SITTENGEMÄLDE DER GRÜNDERZEIT UND BELLE EPOQUE
Kellers Kunst ist ein schillerndes Sittengemälde von Gründerzeit und Belle Epoque. Sein über 1000 Stücke umfassendes Werk vollendet die Bewegungen des Jugendstils. Die Klaviatur seiner Ausdrucksmöglichkeiten war erstaunlich; sie reichte von reizvollem Wohlklang bis hin zu befremdlich dissonanten Tönen. Den zeitgenössischen Kunstkritikern galt er als der herausragende moderne Romantiker. Dabei entsprach sein Lebensstil nicht dem eines armen Poeten. Mit der Tochter des Gründers der Bayerischen Hypotheken- und Wechselbank verheiratet, hatte er sich in München an bester Adresse niedergelassen und genoss Zugang zu allerhöchsten Kreisen. Gesellschaftlich erfolgreich, mit Preisen und Orden geehrt, sah er «die Frauen neu und wunderbar», wie Fritz von Ostini 1914 in der Zeitschrift «Jugend» schrieb. Keller war der Schilderer der eleganten Damenwelt, ihres verführerischen Habitus, ihrer modischen Toiletten. Als glänzendes Repräsentationsstück kann sein Portrait der letzten Zarin gelten, ihr schönstes Bildnis überhaupt - und eines der Hauptwerke in der Ausstellung des Kunsthauses. Doch nicht alle Persönlichkeiten kommen so standesgemäss daher.
SPIRITISTISCHE PHÄNOMENE
Keller beobachtete spiritistische Phänomene in der Praxis des Psychiaters Albert Baron von Schrenck-Notzing. Er dokumentierte die Auswirkungen der Mondsucht auf das menschliche Antlitz und setzte Körper unter Hypnose ins Bild. Um 1900 war das Interesse am Okkulten eine die Gesellschaftsschichten überspannende Erscheinung. Sie zog Wissenschaftler wie Pierre und Marie Curie gleichermassen in den Bann wie später Künstler und Dichter vom Rang eines Thomas Mann oder sensationshungrige Scharlatane. Das legendäre italienische Medium Eusapia Palladino findet sich in Kellers Bildwelten ebenso wie die bewunderte französische Traumtänzerin Madeleine Guipet. Als Keller 1886 der neu gegründeten Münchner Psychologischen Gesellschaft beitrat, bot sich ihm die Chance, Mimik, Gestik und Regungen diverser Bewusstseinsstufen zu ergründen. Diese als unmalbar geltenden Gemütszustände machte er in seinen Gemälden öffentlich, aber nicht lächerlich.

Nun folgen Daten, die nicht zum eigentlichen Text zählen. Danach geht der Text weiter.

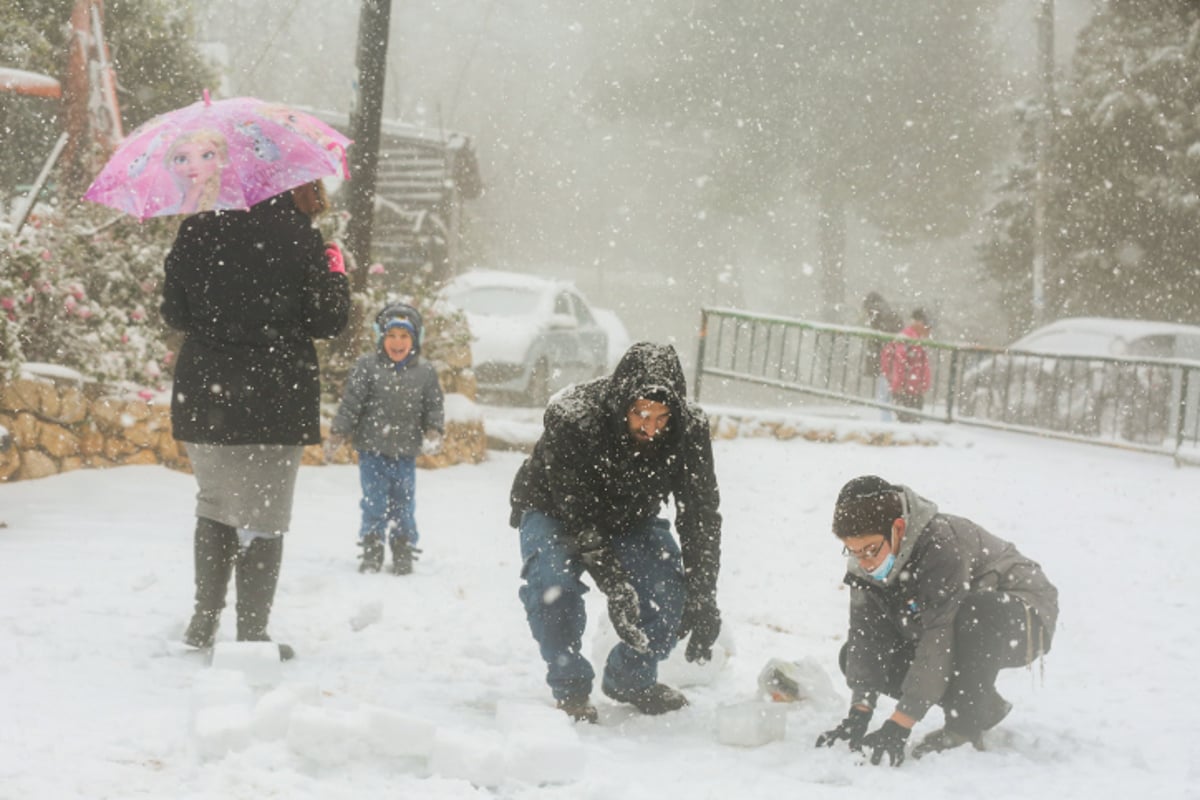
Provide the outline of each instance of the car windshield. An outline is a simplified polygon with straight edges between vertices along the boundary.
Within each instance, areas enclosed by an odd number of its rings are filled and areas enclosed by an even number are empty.
[[[1060,355],[1121,355],[1126,350],[1124,339],[1110,333],[1093,331],[1042,331],[1018,339],[1014,350],[1055,353]]]
[[[524,317],[538,308],[538,293],[521,287],[470,287],[450,295],[468,314]]]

INTERIEURS WIE BEI DEN NABIS ODER VALLOTTON
Sein prunkvoll ausgestattetes Haus diente für seine üppigen Intérieurs als Motiv. Aufbau und Technik lassen Rückschlüsse auf eine geistige Verwandtschaft mit Félix Vallotton und den Nabis erkennen. Atmosphärisch dichte Landschaften zogen ihn an, in die er dann Personen stellte.

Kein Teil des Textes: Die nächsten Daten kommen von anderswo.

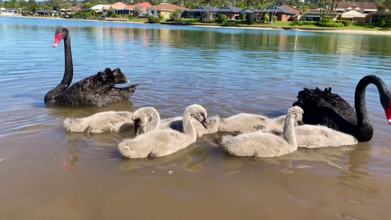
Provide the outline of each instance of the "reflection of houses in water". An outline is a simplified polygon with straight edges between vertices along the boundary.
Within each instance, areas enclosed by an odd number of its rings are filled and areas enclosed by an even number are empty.
[[[161,43],[169,43],[170,39],[170,30],[162,29],[160,31],[160,41]]]
[[[342,35],[333,38],[337,44],[336,53],[341,55],[352,55],[360,53],[363,36],[356,34]],[[367,51],[367,50],[363,50]]]
[[[283,34],[282,33],[282,34]],[[282,52],[286,50],[287,41],[288,40],[288,35],[281,34],[278,36],[278,52]]]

LETZTER KÜNSTLER VOR DER KLASSISCHEN MODERNE
Kellers erste Ausstellungen reichen zurück bis 1870. Er reiste viel nach Frankreich und nahm häufig am Salon in Paris teil. 1892 war er Mitbegründer der Münchner Secession. 1908 organisierte der Verein Bildender Künstler Münchens eine Ausstellung mit 145 Werken. Sie wurde ein künstlerisches wie gesellschaftliches Ereignis. Seinerzeit als bedeutender Maler gehandelt, geriet Keller postum in Vergessenheit.

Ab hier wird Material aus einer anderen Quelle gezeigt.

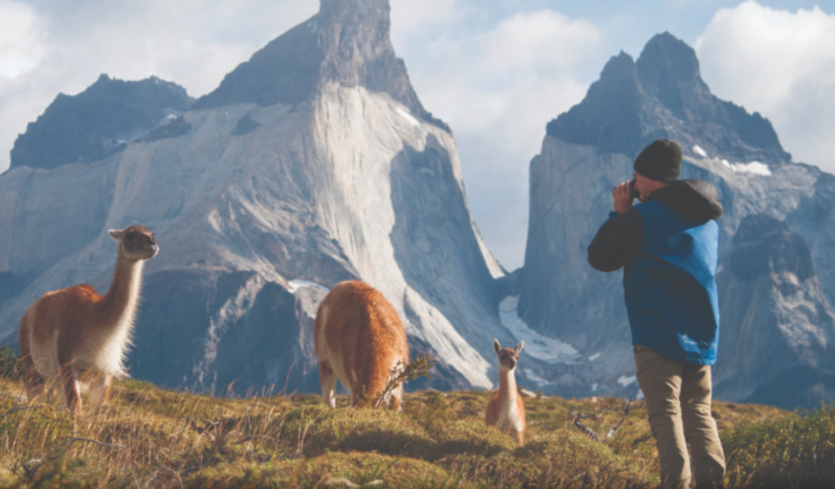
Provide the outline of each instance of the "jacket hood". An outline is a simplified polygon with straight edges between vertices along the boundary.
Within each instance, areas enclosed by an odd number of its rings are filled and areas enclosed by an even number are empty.
[[[653,192],[650,200],[657,200],[700,224],[722,215],[722,204],[716,187],[704,180],[677,180]]]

In Zürich findet nach 100 Jahren die erste umfassende monographische Ausstellung musealen Ranges statt. Sie gibt Anlass, das Lebenswerk Kellers neu zu entdecken. Es ist voll sinnlicher Leidenschaft, asketischen Beschwörungen und mystischen Visionen.
Kellers Leben und Werk sind eng mit der Schweiz verbunden. Der in Zürich ansässige Chemiker Oskar A. Müller, der zugleich einer der eifrigsten Sammler war, veröffentlichte noch in den 1980er Jahren ansehnliche Bücher zu Albert von Keller. Im Jahr 2006 kam die Sammlung ins Kunsthaus. Galten Kellers Bilder in ihrer Entstehungszeit als modern und wurden deshalb ausgestellt, zeigt das Kunsthaus sie heute als Hintergrund für das Verstehen der Klassischen Moderne. Denn anders als Albert von Keller, der eher ein Bewahrer als ein Erneuerer war, traten Fauvisten, Kubisten und Dadaisten dem Fin de Siècle entgegen und rebellierten gegen Hedonismus, Melancholie und die Selbstzentriertheit des gehobenen Bürgertums, dem Keller und seine Kreise angehörten.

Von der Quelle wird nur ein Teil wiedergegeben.